MUDI is a python package developed for integration of multiomic data for single cell such as single-cell Hi-C, single-cell RNA-seq, single-cell ATAC-seq, single-cell ChIP-seq, single-cell DNA methylation and so on.
Current version supports integration of scHi-C and scRNA-seq.

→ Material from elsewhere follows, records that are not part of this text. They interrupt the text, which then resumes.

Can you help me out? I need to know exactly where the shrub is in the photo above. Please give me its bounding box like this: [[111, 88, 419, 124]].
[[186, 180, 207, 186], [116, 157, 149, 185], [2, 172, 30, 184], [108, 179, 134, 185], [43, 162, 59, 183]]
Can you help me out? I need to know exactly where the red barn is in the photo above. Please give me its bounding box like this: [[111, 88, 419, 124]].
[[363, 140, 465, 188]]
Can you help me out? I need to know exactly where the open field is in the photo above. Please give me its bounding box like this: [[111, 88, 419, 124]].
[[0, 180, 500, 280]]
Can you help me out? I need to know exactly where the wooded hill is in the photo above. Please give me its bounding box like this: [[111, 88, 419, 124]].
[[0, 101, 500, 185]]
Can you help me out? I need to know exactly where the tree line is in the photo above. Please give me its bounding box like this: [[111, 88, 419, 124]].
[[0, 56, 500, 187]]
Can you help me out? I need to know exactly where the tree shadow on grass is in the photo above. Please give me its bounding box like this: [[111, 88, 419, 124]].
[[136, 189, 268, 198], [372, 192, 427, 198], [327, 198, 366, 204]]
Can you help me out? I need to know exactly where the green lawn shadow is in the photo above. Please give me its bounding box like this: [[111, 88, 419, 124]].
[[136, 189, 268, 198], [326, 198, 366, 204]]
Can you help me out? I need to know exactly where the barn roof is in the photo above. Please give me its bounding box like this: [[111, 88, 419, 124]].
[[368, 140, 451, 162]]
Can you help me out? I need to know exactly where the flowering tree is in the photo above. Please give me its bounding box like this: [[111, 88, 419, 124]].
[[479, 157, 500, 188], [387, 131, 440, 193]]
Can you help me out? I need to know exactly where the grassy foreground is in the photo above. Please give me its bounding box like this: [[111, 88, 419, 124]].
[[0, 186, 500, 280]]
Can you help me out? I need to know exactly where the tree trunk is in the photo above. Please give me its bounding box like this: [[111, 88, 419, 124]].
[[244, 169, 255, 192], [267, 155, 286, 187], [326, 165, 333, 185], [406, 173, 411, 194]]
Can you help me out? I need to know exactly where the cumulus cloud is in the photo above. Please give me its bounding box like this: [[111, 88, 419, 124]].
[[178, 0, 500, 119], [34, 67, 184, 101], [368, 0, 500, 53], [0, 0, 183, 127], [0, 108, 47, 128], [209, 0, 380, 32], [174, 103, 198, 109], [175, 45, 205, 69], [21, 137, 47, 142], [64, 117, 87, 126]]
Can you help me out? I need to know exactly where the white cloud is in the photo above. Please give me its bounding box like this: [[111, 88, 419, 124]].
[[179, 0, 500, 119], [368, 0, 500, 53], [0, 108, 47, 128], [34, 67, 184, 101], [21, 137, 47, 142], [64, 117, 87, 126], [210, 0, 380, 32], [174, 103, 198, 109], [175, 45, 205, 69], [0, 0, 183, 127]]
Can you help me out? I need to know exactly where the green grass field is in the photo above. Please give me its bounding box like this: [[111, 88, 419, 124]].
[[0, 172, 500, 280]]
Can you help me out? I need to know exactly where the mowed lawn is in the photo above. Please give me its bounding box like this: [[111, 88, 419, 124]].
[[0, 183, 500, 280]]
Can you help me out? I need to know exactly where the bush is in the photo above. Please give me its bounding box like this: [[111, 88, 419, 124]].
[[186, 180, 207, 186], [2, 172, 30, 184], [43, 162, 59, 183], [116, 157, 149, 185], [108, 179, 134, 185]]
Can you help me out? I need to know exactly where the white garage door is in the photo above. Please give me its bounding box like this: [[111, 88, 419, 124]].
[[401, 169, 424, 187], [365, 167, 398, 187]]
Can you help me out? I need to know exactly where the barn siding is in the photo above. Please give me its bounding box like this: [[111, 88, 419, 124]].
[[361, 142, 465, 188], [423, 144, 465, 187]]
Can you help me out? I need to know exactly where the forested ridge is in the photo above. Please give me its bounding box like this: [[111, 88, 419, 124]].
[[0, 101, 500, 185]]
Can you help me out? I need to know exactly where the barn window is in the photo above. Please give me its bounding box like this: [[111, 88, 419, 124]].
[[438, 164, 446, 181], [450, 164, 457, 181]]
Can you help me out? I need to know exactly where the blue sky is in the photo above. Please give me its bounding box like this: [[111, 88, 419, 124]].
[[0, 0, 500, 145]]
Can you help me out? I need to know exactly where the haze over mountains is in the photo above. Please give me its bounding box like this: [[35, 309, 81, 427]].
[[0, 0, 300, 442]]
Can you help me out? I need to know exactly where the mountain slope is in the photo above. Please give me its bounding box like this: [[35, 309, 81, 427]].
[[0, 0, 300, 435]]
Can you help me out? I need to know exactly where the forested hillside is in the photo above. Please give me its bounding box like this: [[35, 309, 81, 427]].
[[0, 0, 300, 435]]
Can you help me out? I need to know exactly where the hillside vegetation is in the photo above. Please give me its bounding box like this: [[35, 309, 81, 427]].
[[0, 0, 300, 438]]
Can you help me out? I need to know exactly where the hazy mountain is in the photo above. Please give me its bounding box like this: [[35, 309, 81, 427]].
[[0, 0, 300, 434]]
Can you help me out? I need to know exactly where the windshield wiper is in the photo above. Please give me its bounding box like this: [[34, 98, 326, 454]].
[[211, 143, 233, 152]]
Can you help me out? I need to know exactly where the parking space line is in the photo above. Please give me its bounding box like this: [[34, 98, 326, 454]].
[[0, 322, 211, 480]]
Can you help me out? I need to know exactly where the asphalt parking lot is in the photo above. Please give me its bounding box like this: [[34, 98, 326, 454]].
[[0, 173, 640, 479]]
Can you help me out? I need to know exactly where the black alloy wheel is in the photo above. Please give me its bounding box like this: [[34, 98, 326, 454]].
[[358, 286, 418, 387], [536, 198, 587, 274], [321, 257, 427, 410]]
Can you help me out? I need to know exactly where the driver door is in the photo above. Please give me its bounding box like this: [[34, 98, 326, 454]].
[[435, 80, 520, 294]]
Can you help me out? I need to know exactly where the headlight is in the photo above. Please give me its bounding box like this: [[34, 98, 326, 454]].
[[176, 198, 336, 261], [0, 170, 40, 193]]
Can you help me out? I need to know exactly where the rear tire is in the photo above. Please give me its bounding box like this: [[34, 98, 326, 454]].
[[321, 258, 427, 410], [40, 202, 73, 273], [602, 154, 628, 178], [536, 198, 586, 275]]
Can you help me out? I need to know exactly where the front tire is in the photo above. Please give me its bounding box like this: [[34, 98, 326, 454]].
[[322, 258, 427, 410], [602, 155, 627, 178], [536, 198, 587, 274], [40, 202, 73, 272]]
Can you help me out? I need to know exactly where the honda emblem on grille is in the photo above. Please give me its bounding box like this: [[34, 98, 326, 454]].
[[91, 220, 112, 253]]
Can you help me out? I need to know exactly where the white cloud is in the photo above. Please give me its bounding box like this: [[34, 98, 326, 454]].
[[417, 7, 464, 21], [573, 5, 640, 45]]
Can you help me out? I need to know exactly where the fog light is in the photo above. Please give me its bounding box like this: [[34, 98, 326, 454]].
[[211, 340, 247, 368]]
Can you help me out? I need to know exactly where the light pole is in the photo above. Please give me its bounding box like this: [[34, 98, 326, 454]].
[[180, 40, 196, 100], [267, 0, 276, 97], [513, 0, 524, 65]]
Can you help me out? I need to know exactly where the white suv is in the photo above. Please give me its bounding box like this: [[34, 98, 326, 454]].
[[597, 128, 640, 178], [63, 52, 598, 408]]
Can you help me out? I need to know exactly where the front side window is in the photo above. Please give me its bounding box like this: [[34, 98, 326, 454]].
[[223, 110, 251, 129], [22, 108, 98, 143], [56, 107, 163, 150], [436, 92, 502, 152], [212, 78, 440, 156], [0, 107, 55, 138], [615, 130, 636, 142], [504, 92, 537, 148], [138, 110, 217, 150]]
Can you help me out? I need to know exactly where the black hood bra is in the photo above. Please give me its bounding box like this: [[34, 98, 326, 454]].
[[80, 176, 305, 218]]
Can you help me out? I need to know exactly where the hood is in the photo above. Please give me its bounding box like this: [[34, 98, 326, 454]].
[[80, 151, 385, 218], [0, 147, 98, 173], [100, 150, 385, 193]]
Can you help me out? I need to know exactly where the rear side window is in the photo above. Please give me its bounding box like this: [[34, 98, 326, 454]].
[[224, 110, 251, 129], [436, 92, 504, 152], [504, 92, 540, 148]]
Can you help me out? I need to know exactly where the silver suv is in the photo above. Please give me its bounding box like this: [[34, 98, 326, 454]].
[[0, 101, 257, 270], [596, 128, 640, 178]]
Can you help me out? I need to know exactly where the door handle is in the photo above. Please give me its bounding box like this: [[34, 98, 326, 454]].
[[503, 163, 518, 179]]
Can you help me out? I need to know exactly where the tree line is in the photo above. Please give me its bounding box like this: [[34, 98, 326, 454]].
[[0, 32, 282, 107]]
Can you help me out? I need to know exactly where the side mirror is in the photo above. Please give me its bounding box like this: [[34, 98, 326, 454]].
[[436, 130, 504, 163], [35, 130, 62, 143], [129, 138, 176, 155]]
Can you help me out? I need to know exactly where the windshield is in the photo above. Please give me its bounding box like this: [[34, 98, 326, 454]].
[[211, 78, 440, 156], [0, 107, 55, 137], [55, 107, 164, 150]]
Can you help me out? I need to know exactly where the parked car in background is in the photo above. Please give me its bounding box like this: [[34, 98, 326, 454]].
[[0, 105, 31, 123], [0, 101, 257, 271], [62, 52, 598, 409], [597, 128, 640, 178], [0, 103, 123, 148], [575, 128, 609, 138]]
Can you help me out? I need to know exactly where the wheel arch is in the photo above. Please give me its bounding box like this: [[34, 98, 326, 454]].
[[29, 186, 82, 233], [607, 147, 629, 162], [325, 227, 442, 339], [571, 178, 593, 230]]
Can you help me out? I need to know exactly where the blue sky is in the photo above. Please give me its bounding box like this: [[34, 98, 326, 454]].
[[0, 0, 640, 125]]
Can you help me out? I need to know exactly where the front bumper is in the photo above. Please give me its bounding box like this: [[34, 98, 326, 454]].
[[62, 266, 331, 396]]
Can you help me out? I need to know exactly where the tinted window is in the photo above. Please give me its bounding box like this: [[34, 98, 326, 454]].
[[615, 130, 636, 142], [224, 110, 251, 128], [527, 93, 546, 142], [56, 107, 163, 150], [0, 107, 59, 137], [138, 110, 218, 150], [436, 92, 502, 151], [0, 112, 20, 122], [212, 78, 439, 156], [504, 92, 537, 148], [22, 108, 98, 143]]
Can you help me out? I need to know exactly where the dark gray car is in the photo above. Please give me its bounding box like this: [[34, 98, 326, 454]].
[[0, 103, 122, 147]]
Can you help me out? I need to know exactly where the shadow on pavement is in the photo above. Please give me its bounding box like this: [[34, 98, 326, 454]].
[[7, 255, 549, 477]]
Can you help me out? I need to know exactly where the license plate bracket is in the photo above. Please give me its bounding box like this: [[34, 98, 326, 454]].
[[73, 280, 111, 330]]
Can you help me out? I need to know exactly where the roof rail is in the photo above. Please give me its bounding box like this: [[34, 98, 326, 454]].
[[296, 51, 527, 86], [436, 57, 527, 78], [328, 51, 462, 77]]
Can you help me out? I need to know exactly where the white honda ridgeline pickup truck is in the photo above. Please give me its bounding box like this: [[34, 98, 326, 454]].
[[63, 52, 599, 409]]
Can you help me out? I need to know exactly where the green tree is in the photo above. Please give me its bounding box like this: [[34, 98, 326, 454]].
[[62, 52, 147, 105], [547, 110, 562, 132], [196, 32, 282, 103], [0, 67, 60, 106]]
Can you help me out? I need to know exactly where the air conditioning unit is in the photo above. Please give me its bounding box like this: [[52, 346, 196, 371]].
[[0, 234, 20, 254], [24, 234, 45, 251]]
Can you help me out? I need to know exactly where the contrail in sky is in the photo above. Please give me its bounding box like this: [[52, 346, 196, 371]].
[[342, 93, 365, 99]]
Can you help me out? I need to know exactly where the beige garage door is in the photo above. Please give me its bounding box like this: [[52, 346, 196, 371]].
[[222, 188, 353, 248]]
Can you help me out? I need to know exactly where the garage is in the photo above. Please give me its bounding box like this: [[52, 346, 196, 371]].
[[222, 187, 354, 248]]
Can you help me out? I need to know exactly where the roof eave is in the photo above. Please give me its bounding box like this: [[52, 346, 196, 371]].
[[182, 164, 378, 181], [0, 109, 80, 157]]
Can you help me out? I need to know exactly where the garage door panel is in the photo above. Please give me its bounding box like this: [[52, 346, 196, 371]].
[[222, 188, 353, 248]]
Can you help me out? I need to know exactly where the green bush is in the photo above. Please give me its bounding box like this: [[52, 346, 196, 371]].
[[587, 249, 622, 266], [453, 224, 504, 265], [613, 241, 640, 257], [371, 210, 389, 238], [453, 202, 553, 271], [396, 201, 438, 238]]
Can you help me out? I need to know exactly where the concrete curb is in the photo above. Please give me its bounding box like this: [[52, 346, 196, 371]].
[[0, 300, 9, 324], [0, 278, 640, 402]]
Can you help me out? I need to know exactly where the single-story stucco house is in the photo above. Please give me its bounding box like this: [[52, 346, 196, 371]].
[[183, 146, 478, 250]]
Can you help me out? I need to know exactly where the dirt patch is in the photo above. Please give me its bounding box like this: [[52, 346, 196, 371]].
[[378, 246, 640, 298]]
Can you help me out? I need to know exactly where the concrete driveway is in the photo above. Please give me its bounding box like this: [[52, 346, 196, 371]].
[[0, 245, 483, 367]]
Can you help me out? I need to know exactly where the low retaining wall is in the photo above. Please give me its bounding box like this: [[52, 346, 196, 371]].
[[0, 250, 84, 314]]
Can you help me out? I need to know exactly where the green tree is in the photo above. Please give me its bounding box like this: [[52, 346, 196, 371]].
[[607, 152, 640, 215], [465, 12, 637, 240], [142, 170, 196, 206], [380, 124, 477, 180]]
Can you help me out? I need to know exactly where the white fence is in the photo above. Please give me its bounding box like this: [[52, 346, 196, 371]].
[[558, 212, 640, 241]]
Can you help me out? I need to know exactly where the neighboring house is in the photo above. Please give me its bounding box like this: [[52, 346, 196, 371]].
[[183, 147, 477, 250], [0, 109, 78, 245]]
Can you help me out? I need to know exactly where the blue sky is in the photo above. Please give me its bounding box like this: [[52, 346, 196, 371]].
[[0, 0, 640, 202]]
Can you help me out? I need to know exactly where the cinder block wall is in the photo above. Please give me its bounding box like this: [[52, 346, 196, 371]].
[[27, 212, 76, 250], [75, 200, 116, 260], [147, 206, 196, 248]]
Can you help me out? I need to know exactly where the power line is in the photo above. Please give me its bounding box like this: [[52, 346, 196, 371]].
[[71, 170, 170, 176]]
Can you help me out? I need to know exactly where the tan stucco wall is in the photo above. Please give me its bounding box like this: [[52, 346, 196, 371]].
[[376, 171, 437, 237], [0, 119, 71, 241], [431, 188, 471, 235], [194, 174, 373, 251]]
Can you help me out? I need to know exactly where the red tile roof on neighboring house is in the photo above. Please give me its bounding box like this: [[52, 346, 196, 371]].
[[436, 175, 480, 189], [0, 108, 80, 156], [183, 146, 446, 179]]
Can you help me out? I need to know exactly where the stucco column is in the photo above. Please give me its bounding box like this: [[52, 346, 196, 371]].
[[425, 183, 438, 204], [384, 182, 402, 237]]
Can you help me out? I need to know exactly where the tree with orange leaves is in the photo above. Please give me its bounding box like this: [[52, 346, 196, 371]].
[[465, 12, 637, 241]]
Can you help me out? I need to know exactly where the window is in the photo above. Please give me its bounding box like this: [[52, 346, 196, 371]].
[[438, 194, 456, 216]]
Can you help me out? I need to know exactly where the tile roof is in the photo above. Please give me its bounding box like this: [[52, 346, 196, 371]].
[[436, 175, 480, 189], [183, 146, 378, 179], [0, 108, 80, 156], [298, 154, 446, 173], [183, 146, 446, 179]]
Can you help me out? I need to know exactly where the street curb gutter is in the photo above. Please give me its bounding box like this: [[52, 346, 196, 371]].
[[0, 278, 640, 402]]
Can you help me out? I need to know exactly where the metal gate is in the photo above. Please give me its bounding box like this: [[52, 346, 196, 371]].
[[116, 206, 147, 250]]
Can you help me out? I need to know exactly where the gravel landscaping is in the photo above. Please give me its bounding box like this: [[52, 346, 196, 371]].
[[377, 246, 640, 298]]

Please cite as follows when you use this tool:
Zhou, Y., Li, T., Choppavarapu, L., Jin, V.X. (2023) Integration of scHi-C and scRNA-seq data defines distinct 3D-regulated and biological-context dependent cell subpopulations. bioRxiv 2023.09.29.560193 (doi: https://doi.org/10.1101/2023.09.29.560193).
Thank you.
Python: 3.7.16 or higher
Numpy: 1.21.6 or higher
Pandas: 1.2.3 or higher
Matplotlib: 3.5.3 or higher
Scikit-learn: 1.0.2 or higher
Directly download these package to your local and run as API. Please follow Usage section for the detail.
-
config.json: setup the configure file
-
refseq.bed: reference genome bed file
-
cell_1000000_abs.bed: bin bed files of genome, four columns: chrosome, bin start, bin end, bin number
-
sample.txt: files of contact pairs of invididual cells of scHiC, include three columns: cell id, sample type or cell type, path stored contact pairs
-
cluster_degs.txt: files of DEGs of scRNAseq clusters, include p_val, avg_log2FC, pct.1, pct.2, p_val_adj, cluster, gene
-
cluster_number.txt: cluster number of scRNA-seq, include cluster id and cell number of each cluster
-
var_gene.rnk: Top 2000 variable genes of scRNA-seq
Please refer to examples of these input files in the folder data.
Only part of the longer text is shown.